Le 25 mars, le jour même de nos premières reconnaissances en avant de la colonie, ils s’étaient emparés de bons chevaux paraguéens, et, sachant bien le sort qui les attendait s’ils se laissaient reprendre, ils s’étaient hasardés, cheminant par des détours, la nuit, et de bois en bois, dans la direction de la frontière ; y étant parvenus, ils avaient traversé l’Apa heureusement, puis, laissant à droite la route de la colonie et s’élevant au nord vers la ferme du Jardin, ils en redescendaient pour se réunir à nous.

Le colonel prit alors à part, dans sa baraque, l’un d’entre eux, qui n’était autre que le fils du guide Lopès. C’était un jeune homme de bonne mine qui paraissait tenir de son père pour l’intelligence et la réserve. L’entretien porta naturellement sur les renseignements que lui et son beau-frère Barbosa pouvaient donner relativement à la situation du Paraguay, à sa force appréciable, à ses moyens de résistance, et particulièrement à la frontière voisine. Les réfugiés répondirent que les fortifications sur l’Apa se composaient de simples palissades de bois commun, gardées par une centaine d’hommes à Bella Vista, sous le commandement du major Martino Urbiéta. Les autres forts étaient encore en pires conditions de défense ; mais le gouvernement paraguéen, sur les avis qui lui avaient été donnés, s’était engagé à pourvoir tout prochainement et à envoyer des renforts, enjoignant, jusqu’à leur arrivée, de se retirer devant l’attaque, en détruisant tout ce qu’on ne pourrait emporter. Ils ajoutèrent que le découragement était général dans l’intérieur du pays, et qu’on y croyait de moins en moins à une heureuse issue de la guerre. Cependant la résolution de se défendre jusqu’à la dernière extrémité n’en était pas affaiblie ; le respect pour le président, — el Supremo, — dont on ne prononçait le nom qu’en se découvrant, était toujours le même.

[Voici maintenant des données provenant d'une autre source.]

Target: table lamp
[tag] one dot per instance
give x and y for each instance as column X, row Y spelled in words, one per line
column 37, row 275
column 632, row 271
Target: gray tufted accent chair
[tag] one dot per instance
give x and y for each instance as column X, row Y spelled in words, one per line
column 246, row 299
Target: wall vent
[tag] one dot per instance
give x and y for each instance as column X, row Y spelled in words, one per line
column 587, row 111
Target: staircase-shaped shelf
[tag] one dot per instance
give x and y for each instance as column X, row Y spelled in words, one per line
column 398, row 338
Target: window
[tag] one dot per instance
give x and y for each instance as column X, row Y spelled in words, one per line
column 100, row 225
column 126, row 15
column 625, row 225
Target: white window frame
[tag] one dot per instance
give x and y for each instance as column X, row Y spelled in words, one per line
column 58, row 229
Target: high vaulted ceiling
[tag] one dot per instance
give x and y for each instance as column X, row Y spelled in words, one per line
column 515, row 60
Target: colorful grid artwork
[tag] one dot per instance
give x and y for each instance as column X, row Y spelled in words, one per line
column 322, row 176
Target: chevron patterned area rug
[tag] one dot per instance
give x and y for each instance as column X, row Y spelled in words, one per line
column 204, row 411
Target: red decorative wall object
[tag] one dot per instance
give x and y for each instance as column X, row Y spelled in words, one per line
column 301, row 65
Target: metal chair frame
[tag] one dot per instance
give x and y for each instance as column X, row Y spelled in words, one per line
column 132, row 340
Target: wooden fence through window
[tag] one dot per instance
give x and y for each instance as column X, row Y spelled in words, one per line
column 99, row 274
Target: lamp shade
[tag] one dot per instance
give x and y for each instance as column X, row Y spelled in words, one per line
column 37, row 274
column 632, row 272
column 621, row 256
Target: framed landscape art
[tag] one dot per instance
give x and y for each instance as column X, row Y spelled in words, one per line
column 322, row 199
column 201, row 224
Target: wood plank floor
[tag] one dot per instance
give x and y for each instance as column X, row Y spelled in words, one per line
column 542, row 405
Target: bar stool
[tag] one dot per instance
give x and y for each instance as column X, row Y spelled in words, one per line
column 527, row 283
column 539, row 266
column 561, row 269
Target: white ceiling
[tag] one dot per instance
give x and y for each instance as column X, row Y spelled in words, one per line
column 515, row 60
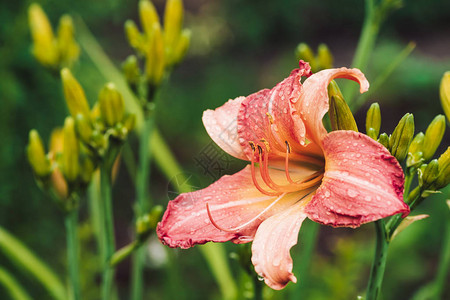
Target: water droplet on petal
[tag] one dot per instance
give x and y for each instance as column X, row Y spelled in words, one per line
column 352, row 193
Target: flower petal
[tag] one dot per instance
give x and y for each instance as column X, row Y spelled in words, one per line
column 270, row 115
column 313, row 102
column 363, row 182
column 221, row 125
column 235, row 205
column 273, row 241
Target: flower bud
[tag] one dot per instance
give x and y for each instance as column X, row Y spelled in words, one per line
column 443, row 179
column 428, row 173
column 445, row 94
column 384, row 140
column 340, row 114
column 324, row 57
column 149, row 16
column 401, row 137
column 73, row 92
column 155, row 62
column 129, row 122
column 173, row 22
column 71, row 151
column 182, row 46
column 433, row 136
column 68, row 48
column 373, row 121
column 415, row 154
column 304, row 52
column 111, row 105
column 36, row 155
column 87, row 169
column 133, row 35
column 44, row 46
column 83, row 128
column 131, row 71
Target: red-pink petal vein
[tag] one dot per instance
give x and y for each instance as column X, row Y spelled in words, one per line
column 273, row 241
column 363, row 182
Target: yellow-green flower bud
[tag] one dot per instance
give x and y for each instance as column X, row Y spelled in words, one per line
column 173, row 22
column 383, row 139
column 83, row 128
column 324, row 57
column 131, row 71
column 401, row 137
column 68, row 48
column 111, row 105
column 445, row 94
column 443, row 178
column 182, row 46
column 155, row 58
column 373, row 121
column 428, row 173
column 44, row 45
column 71, row 152
column 135, row 38
column 433, row 137
column 73, row 92
column 36, row 155
column 415, row 154
column 341, row 116
column 149, row 16
column 129, row 122
column 304, row 52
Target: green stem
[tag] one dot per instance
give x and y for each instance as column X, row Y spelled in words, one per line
column 309, row 240
column 27, row 261
column 444, row 263
column 143, row 203
column 108, row 235
column 71, row 221
column 379, row 262
column 364, row 49
column 13, row 288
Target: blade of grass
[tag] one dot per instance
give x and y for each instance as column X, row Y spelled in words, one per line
column 28, row 262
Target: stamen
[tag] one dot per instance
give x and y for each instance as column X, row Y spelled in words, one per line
column 252, row 164
column 235, row 229
column 293, row 186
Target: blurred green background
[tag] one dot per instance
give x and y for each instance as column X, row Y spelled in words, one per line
column 238, row 47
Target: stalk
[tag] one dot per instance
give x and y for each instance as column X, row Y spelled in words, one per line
column 108, row 234
column 379, row 262
column 71, row 222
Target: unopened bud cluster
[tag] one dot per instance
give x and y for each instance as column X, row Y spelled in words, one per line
column 53, row 52
column 320, row 61
column 417, row 149
column 102, row 125
column 161, row 48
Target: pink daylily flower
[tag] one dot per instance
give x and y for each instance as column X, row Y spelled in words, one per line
column 297, row 170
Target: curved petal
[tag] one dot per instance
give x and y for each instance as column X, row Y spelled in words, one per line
column 235, row 206
column 313, row 102
column 270, row 115
column 273, row 241
column 221, row 125
column 363, row 182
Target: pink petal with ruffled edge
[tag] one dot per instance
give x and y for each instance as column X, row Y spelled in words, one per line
column 234, row 202
column 221, row 125
column 313, row 102
column 273, row 241
column 363, row 182
column 254, row 122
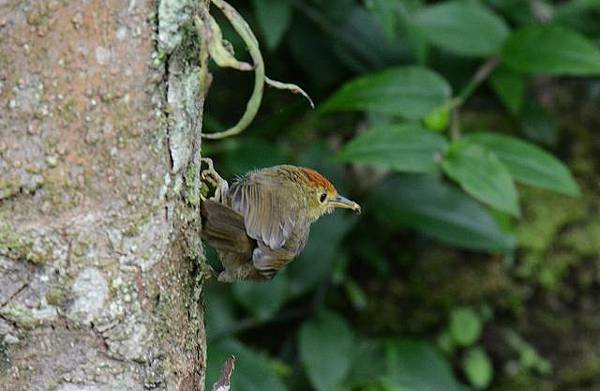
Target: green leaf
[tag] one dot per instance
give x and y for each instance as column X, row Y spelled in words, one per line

Aussitôt que ces nouvelles se furent répandues dans le camp, il n’y eut plus qu’un cri : « Marchons sur l’Apa ! » L’enthousiasme était au comble, et les plus prudents se laissèrent entraîner par l’excitation passionnée des groupes qui se formaient de tous côtés.

En ce moment on annonça le retour du bataillon no 17, qui avait accompagné le vieux Lopès. Assister à la première entrevue du père et du fils aîné qu’il retrouvait, c’était le désir de tout le monde.

Notre guide avait appris la grande nouvelle en passant par les avant-postes. Il arrivait pâle, les yeux humides, vers son fils qui, l’attendait respectueusement, tête nue. Le père ne descendit pas de cheval, tendit sa main droite tremblante, que le fils baisa ; puis le vieux guide donna par signe sa bénédiction, et passa sans avoir dit un seul mot.

C’était une scène patriarcale, et le cœur de l’homme étant toujours sensible aux grandes choses, nous nous regardions d’un air étonné et comme nous demandant les uns aux autres si ce n’est pas faiblesse à des soldats de ne pas pouvoir toujours retenir leurs larmes.

Quelle émotion ne devait pas ressentir le vieillard en revoyant son fils échappé aux mains de l’ennemi ! Quelle douleur aussi de songer que les autres membres de la famille restés en captivité avaient perdu leur plus vaillant défenseur !

Quand nous lui en parlâmes, il aspira une longue prise de tabac et nous dit : « C’est Dieu qui fait tout. Dieu l’a voulu ! J’ai été heureux autrefois, j’ai eu une maison, une famille. Aujourd’hui je couche à la pluie, je suis seul, je mange ce que me donne la charité. »

« Mais nous allons trouver des maisons à Bella Vista, lui répondîmes-nous ; vous avez auprès de vous votre fils et votre gendre. Vous mangez avec des amis, et c’est vous qui leur donnez la chair de vos troupeaux. » Il secoua la tête avec un sourire mélancolique : « Ce ne sera plus jamais ma ferme du Jardin. »

Cependant le colonel, après s’être entendu avec Barbosa sur les moyens de tirer encore du bétail des prairies de son beau-père, ordonna la marche en avant.